Increasing co-operation between the central banks of Syria and Iran and the establishment of a joint bank is an obvious plot to circumvent sanctions imposed on both countries by the US and a number of European countries, analysts warn.
Such co-operation could enable dubious banking transactions and the transfer of funds generated by illegal trade activities carried out by Iran's Islamic Revolutionary Guard Corps (IRGC), whose profits fund armed militias throughout the region, they say.
"Many of the bilateral agreements that were the subject of discussions and meetings between Iranian and Syrian officials in the past period have now been put on the front burner to move forward with their implementation, including the establishment of a joint Syrian-Iranian bank," Syrian journalist Mohammed al-Abdullah told Al-Mashareq.
The joint bank was announced during a meeting between Syria's Central Bank Governor Hazem Qarfoul and Iran's Central Bank Governor Abdolnasser Hemmati in Tehran on September 2nd.
"In addition to the joint bank, the talks also addressed the activation of co-operation between Iranian and Syrian banks, the exchange of expertise, and the transfer of Iranian technical banking expertise to Syria to facilitate trade exchange between the two countries," he said.

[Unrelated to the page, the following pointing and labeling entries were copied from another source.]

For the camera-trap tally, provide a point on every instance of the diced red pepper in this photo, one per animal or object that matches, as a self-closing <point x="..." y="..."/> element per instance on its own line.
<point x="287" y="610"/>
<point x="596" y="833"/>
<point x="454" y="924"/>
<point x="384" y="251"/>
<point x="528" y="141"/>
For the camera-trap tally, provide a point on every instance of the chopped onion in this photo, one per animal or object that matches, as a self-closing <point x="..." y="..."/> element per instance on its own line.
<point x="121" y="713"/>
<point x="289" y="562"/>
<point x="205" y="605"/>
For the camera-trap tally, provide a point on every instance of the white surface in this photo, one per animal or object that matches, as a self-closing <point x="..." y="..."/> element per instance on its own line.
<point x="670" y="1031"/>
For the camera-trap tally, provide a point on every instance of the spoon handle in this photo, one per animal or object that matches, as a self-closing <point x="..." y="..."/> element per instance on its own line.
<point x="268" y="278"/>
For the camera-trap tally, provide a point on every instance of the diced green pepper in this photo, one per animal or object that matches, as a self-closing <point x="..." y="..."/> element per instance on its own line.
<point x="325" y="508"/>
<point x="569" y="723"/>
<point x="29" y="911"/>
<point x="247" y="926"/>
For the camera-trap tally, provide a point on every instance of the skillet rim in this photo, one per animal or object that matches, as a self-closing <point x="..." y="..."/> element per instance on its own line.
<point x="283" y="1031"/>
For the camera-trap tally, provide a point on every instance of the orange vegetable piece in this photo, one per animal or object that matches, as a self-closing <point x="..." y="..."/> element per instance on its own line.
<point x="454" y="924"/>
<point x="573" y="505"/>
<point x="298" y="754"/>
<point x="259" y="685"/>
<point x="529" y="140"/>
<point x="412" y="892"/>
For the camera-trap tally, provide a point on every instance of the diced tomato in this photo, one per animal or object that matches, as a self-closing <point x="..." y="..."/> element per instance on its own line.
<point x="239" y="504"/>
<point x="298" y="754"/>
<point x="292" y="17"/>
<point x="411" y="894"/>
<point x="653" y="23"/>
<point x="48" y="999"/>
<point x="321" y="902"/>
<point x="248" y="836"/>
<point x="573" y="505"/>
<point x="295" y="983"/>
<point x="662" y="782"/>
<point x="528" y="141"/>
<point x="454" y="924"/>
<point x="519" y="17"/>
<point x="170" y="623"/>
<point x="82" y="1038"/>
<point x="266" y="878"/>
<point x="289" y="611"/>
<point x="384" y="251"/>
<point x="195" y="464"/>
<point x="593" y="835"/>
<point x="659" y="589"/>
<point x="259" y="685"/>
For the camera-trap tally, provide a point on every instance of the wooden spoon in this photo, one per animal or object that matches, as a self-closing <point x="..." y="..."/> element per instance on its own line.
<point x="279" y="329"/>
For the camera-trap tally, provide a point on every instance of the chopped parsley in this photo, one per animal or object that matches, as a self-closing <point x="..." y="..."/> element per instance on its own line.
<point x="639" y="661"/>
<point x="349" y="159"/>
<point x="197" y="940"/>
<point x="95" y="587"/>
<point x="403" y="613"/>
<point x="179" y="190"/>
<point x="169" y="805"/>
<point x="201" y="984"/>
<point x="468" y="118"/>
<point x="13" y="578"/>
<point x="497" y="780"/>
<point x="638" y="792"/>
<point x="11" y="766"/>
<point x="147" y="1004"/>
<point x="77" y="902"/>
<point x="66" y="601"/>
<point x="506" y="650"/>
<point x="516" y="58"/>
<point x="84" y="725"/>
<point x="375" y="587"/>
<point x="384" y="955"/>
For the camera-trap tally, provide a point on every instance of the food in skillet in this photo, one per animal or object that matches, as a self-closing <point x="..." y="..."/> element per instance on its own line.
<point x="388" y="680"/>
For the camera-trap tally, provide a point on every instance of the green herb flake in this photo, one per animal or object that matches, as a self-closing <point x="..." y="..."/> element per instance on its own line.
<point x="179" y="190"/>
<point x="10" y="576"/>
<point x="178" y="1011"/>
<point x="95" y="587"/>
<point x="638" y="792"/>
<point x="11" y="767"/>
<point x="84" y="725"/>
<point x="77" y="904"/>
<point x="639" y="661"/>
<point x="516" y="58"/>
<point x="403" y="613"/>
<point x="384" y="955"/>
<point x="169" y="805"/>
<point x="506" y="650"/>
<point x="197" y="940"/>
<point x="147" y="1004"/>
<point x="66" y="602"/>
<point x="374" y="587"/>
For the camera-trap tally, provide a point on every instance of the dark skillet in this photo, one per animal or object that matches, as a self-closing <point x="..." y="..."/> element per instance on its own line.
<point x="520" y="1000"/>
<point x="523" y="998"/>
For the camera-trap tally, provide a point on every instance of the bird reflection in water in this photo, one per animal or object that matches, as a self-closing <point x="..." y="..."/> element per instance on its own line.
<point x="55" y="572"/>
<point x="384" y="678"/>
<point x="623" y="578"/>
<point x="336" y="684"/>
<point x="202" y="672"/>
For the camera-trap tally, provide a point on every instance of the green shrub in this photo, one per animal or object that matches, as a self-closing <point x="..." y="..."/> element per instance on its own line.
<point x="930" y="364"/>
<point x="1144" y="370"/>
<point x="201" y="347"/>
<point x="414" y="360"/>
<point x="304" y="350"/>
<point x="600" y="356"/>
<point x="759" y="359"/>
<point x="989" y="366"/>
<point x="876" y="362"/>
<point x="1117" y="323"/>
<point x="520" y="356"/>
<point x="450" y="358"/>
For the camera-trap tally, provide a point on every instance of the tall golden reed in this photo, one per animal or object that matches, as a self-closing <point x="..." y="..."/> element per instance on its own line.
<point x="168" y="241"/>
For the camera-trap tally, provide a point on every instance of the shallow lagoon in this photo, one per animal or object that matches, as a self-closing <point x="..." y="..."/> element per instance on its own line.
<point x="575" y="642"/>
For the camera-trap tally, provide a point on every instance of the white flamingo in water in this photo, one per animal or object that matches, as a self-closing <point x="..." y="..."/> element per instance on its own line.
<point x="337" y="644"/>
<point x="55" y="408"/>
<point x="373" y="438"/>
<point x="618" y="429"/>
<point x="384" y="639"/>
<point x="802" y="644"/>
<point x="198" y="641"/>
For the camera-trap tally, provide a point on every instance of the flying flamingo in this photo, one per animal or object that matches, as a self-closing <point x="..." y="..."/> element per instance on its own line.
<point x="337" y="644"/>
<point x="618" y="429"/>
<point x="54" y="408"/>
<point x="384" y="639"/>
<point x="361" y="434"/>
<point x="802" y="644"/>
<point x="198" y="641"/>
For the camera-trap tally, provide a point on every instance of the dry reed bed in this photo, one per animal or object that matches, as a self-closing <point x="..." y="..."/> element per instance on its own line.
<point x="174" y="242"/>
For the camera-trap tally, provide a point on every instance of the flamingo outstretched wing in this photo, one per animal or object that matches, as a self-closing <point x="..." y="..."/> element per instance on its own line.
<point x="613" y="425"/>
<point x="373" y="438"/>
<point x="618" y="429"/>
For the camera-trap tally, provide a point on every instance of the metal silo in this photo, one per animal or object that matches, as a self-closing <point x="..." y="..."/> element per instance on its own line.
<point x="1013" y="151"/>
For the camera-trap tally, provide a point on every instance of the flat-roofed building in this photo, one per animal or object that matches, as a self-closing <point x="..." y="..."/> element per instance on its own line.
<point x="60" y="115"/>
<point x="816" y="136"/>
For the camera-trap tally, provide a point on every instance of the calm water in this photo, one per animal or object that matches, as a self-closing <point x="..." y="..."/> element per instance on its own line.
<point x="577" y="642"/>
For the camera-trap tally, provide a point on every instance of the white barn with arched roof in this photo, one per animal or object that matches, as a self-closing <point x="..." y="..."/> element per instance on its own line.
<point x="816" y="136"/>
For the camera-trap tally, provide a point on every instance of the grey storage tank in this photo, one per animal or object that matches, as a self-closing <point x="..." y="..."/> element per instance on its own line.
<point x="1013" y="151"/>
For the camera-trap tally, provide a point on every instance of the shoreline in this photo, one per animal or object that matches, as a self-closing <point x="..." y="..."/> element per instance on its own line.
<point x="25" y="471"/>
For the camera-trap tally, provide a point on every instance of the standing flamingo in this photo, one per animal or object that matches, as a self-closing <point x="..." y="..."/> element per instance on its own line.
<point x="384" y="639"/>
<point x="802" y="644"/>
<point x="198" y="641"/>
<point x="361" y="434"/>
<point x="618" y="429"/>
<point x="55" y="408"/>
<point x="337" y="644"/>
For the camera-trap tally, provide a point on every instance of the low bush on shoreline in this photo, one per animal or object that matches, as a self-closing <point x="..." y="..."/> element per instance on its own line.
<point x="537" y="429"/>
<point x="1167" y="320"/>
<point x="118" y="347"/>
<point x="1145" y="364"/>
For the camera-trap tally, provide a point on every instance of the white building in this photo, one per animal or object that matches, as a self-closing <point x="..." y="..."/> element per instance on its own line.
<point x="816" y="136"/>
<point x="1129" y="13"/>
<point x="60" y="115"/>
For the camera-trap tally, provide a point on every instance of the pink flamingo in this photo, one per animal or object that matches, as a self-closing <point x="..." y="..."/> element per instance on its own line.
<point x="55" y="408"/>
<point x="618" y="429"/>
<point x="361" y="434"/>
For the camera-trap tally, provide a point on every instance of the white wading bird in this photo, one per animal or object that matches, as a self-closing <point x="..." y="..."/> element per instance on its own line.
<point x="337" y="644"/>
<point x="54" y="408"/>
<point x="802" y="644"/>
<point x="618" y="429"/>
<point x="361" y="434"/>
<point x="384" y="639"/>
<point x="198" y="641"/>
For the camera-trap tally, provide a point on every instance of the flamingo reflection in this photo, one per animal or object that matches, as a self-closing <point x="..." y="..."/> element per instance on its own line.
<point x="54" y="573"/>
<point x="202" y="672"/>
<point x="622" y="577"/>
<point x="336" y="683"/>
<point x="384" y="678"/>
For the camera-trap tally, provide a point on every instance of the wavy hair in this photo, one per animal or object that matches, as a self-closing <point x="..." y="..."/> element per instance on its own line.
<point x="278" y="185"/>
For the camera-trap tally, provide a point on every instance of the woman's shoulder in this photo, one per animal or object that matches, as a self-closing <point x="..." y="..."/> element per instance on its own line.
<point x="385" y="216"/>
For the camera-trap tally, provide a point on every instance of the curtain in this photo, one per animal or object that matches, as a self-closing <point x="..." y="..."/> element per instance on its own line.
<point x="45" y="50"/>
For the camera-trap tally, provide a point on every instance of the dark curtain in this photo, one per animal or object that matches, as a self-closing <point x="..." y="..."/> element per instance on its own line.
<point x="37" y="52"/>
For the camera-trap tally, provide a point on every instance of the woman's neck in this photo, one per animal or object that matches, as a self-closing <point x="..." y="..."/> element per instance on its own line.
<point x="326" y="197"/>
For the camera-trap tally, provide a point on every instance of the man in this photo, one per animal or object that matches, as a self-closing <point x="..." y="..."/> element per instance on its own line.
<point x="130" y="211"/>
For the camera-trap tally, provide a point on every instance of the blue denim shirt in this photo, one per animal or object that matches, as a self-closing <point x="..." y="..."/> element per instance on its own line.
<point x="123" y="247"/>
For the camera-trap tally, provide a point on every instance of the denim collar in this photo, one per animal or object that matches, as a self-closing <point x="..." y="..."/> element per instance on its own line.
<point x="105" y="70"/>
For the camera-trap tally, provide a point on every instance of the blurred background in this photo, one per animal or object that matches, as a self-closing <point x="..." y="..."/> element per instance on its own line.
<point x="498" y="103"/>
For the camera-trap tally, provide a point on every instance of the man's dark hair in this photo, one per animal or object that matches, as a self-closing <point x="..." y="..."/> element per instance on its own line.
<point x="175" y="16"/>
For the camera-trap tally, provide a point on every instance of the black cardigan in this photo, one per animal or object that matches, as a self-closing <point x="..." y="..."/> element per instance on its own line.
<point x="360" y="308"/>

By inking these agreements, Iran aims to open the door wide "to enter Syrian markets with force and compete with a number of countries looking to get a share of the investment projects and secure [fast] export channels to Syria to evade the sanctions and acquire a chunk of the foreign currency that the markets of both countries sorely need", al-Abdullah said.
Attempting to evade sanctions
The plan to establish the joint bank is a "new ploy by the IRGC to evade the effects of the international sanctions imposed on it", said Shaher Abdullah, an economist and professor at Ain Shams University in Cairo.
"Through this bank and the new credit lines that will be opened, Tehran will use Syrian ports for import and export with credit lines from non-Iranian banks that are not being monitored or at are least not under international sanctions," he told Al-Mashareq.
A number of Arab and international banks, including some Lebanese banks, continue to conduct business in Syria, he said.
These bilateral agreements "will provide the IRGC with a new door to acquire funds from the illegal trade activities it carries out around the world", he said.
Such funds enable the IRGC "to finance terrorist groups affiliated with it in more than one country in the Middle East through both indirect money transfers, or money laundering, and dubious fake deals", he said.
Iranian economy 'near collapse'
"The Iranian economy, which is near collapse, is compelling Iran and the IRGC to find any available outlet to recoup some of the losses resulting from the sanctions imposed on them," said Fathi al-Sayed, a researcher who specialises in Iranian affairs at al-Sharq Centre for Regional and Strategic Studies in Giza.
Syria "provides the ideal setting to do this through controlling the banking markets", he told Al-Mashareq.
"The planned provision of banking facilities and use of national currencies -- as outlined in the meeting between the governors of the central banks of Syria and Iran -- will allow Iran to circumvent the foreign currency hardship and enable it to conduct transactions with the Iranian riyal instead," al-Sayed said.
"This will open the door for mutual investment to businessmen in both countries in sectors that of course include the infrastructure, electricity and transport of smuggled petroleum products to Syria," he said.
The proposal to establish the joint bank dates back to 2009, when the plan called for the establishment of a bank called Al-Aman Bank, he said.
However, the requisite steps to make the bank operational have not been realised.